Furthermore, it positions the collapse of particular ways of thinking as that which complicates the search for personal meaning. In effect, Pleasantville should not be mistaken as a celebratory parable of the enlightenment of contemporary times versus the repressive safety of the 1950s, never mind the fact that the town of Pleasantville is not really the 1950s but only a television simulacrum of it. Pleasantville makes use of its pseudo-progressive protagonists and its quasi-regressed TV town to unveil the importance of personal meaning in establishing social values.
This concept expressed in its most pure and direct form through the effect that the individual personalities of David/Bud and Jennifer/Mary Sue have upon the town. By introducing the sexually liberated sister and the introspective brother into the town of Pleasantville, the deus ex machine that is the repairman has inadvertently catalyzed the transformation of the town, essentially liberating its residents from black and white homogeneity and embracing the colourful world of desire.
As each individual begins to change and accept a more individually self-constructed notion of desire, they and their surroundings experience this transformation in a most literal sense. Pale gray complexion gives way to healthy pinks, and eye shades begin to encompass the natural spectrum of colors we take for granted in the real world. It is easy to mistake the transition of Pleasantville from monochrome to Technicolor as an expression of the move from regressive 1950s values to the progressive desires of the late 20th century.
This is made most obvious from how color surfaces in those who have experienced sex, but at a telling point in the film, Jennifer asks why she has not experienced the same transition, considering that she’s “had ten times as much sex” as the rest of Pleasantville. Therefore, what transpires in Pleasantville as a result of David and Jennifer’s presence is not mere enlightenment towards progressive values, but change. It’s a specific kind of change, born from the development of autonomy in which people cease to accept the nature of the reality that has been handed to them.

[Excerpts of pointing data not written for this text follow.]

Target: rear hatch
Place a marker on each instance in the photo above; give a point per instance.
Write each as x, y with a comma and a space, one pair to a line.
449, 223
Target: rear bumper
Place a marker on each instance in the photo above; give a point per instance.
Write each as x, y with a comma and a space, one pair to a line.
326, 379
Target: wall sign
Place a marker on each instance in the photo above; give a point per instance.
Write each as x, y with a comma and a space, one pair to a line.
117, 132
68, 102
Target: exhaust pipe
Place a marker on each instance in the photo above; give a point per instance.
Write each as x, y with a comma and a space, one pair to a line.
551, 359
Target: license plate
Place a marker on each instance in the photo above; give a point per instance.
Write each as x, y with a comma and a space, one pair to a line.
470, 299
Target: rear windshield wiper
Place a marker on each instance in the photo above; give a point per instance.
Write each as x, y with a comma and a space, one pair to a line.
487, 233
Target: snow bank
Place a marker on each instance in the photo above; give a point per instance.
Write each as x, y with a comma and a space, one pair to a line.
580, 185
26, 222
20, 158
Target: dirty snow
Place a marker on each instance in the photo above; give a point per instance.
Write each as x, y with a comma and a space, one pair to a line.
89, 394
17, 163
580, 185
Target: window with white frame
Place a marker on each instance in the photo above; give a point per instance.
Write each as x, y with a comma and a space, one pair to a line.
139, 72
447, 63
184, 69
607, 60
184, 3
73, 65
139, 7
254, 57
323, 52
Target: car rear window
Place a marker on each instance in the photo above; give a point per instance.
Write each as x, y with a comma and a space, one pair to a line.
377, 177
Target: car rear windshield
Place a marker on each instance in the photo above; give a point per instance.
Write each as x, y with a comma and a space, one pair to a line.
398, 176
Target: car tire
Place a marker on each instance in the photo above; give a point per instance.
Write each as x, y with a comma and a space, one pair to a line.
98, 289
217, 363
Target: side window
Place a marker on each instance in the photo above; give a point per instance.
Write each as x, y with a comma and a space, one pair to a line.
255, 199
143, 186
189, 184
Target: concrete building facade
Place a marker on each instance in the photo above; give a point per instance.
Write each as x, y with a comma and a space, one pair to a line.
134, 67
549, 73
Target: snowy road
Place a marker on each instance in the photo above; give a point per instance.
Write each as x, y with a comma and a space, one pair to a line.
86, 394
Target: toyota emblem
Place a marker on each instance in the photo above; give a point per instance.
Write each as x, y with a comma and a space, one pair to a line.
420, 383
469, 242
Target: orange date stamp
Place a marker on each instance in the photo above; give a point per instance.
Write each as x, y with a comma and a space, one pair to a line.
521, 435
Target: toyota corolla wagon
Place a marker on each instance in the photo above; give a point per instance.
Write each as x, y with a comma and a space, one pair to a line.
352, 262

The cultural stasis of Pleasantville, as indicated above, has no cultural foundation and therefore the state of affairs persists from people’s inability to break from routine. For example, Mr. Johnson’s ability to run the diner depends entirely on routine and that includes counting on Bud to bring out the napkins and dress the burgers with lettuce. It is only after Bud teaches him how to do things for himself that he begins to question his responsibilities, and develop desires that were previously nonexistent, such as a longing for Betty Parker and an interest in artistic expression.
Towards the film’s climax, Pleasantville’s mayor, Big Bob, has regarded the colorization of the world and the accompanying cultural changes as a threat. Initially, his wariness comes entirely from a position of benign ignorance: Why would anyone want change in a town that is perfectly pleasant the way it is? But by the film’s end, when David asserts that change is inside everyone in Pleasantville, Big Bob experiences that change by beginning to not just dismiss the value of change, but fear it and he turns an angry pink as a result.
What ultimately occurs in the town of Pleasantville is a breadth of individual changes – a diner clerk’s dissatisfaction with routine existence, a housewife’s desire to learn beyond the domestic duties that have defined her, a husband’s recognition that he values his wife for more than just cooking – that collectively amount to broader changes in society. Pleasantville ultimately communicates the experiential view of social history, in which cultural movement is not a top-down phenomenon, but an emergent one.